Quebec Premier Pauline Marois respond to Opposition questions as the legislature resumes for its fall session Tuesday, September 17, 2013 at the legislature in Quebec City. THE CANADIAN PRESS/Jacques BoissinotJacques Boissinot/The Canadian Press

Comparing the Parti Québécois government's looming Charter of Quebec Values to the province's 36-year-old Charter of the French Language, as Premier Pauline Marois and her party have loudly been doing of late, is at best fraught and at worst odious. No one should be fooled by this tactic.

Mme. Marois has said that the values charter will be "a strong unifying element for Quebeckers, the way it was with Bill 101." The PQ, meanwhile, has posted on its website a quiz that compares the headlines generated by the tabling and passage of Bill 101 in 1977 to reaction to the Charter of Values. Did a Washington newspaper call a proposed Quebec charter an "oppressive measure" in 1977 or 2013? When was it that a federalist politician claimed a proposed charter would create a "Quebec ghetto"?

It doesn't matter. We get the implications: that the negative reception for the values charter is proof of its virtue; and that those who gainsay today will be proven wrong by history tomorrow.

This is ridiculous. The language charter, while contentious, addressed a specific, documented problem – the decline of the French language and the unfair predominance of English in business. As well, it applied equally across the entire population: The French majority were as restricted as the province's minority populations in their language choices. Time and court challenges have smoothed out the language law's rougher edges. Few people now argue that it needs to be repealed.
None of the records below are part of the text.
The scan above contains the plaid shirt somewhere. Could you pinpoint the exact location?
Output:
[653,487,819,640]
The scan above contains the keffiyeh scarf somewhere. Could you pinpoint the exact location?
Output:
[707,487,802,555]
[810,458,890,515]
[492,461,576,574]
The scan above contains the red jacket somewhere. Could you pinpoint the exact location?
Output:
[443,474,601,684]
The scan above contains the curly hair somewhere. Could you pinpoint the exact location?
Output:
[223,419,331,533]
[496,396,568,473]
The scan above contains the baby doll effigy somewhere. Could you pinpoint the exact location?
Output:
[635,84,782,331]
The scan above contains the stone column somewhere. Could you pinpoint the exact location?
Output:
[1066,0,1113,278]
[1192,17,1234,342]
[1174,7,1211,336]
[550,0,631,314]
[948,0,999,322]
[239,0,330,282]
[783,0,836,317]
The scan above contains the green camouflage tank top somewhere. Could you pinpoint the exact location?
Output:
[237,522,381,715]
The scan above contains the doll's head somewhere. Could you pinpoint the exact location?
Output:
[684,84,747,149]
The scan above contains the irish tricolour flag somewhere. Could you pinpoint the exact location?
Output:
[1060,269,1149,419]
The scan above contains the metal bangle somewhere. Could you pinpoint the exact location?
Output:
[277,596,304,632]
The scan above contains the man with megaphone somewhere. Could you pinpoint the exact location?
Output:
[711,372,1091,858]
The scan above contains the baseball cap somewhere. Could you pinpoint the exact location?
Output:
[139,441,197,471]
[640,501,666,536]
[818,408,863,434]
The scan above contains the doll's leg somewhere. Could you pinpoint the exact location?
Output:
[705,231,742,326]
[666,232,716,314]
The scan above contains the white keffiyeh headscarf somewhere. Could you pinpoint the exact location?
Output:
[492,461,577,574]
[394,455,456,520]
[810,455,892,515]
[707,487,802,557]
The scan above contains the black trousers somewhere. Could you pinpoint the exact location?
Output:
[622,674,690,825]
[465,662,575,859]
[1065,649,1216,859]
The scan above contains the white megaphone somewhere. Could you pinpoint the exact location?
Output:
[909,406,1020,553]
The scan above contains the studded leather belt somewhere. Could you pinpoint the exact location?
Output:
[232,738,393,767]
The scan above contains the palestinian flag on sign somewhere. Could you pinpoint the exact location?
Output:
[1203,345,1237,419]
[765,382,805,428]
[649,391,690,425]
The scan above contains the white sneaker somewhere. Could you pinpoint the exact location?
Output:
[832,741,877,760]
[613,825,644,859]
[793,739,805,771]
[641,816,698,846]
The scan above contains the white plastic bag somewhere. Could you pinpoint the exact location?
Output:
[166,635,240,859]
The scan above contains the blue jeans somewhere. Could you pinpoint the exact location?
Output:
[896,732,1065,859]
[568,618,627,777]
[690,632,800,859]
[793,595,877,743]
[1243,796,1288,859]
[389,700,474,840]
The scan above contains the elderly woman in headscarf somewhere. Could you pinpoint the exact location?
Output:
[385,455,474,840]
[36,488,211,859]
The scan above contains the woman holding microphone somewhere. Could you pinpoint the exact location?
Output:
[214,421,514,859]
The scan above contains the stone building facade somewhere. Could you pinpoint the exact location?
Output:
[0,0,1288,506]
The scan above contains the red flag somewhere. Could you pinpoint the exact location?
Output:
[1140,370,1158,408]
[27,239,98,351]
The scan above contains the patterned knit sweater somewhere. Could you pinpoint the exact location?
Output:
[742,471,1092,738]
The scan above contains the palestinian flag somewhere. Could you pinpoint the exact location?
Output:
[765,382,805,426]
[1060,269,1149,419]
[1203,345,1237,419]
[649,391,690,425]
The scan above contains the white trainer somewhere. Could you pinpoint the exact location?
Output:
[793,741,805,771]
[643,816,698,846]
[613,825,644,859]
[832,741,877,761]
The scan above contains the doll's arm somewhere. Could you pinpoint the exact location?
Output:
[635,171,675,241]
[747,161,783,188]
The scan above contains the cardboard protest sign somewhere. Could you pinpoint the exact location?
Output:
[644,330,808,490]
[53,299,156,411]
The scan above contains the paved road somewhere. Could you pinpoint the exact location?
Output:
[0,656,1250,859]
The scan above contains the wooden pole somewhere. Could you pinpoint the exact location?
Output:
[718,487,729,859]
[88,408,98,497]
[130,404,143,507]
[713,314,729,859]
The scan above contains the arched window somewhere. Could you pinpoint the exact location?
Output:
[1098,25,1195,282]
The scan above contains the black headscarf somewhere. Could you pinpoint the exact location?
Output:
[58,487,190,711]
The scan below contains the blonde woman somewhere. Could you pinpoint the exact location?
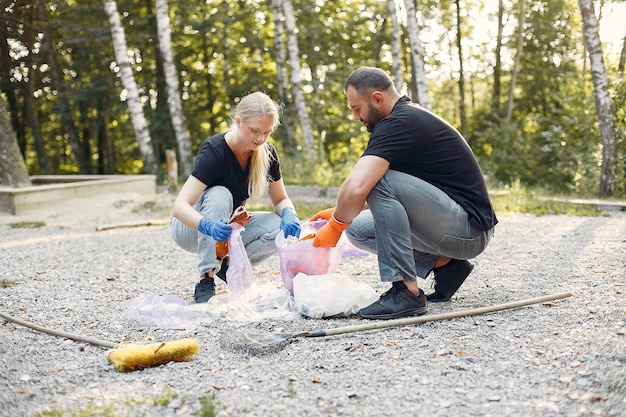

The values charter, on the other hand, is without justification. No one in government has credibly demonstrated the existence of a social ill involving provincial employees wearing conspicuous religious symbols. The new charter corrects nothing, and it unfairly targets a small minority of people of various faiths while leaving unperturbed the province's mostly non-religious majority.

The only things Bill 101 and the proposed new law share are the word "charter" and the PQ's vast capacity for fomenting cultural tension. And that is the most worrisome part of watching the leaders of the modern PQ ride the coattails of the Charter of the French Language: Unable to form a winning argument in favour of their movement, they are chipping away at the hard-won social cohesion their predecessors built, and waiting to see where it leads.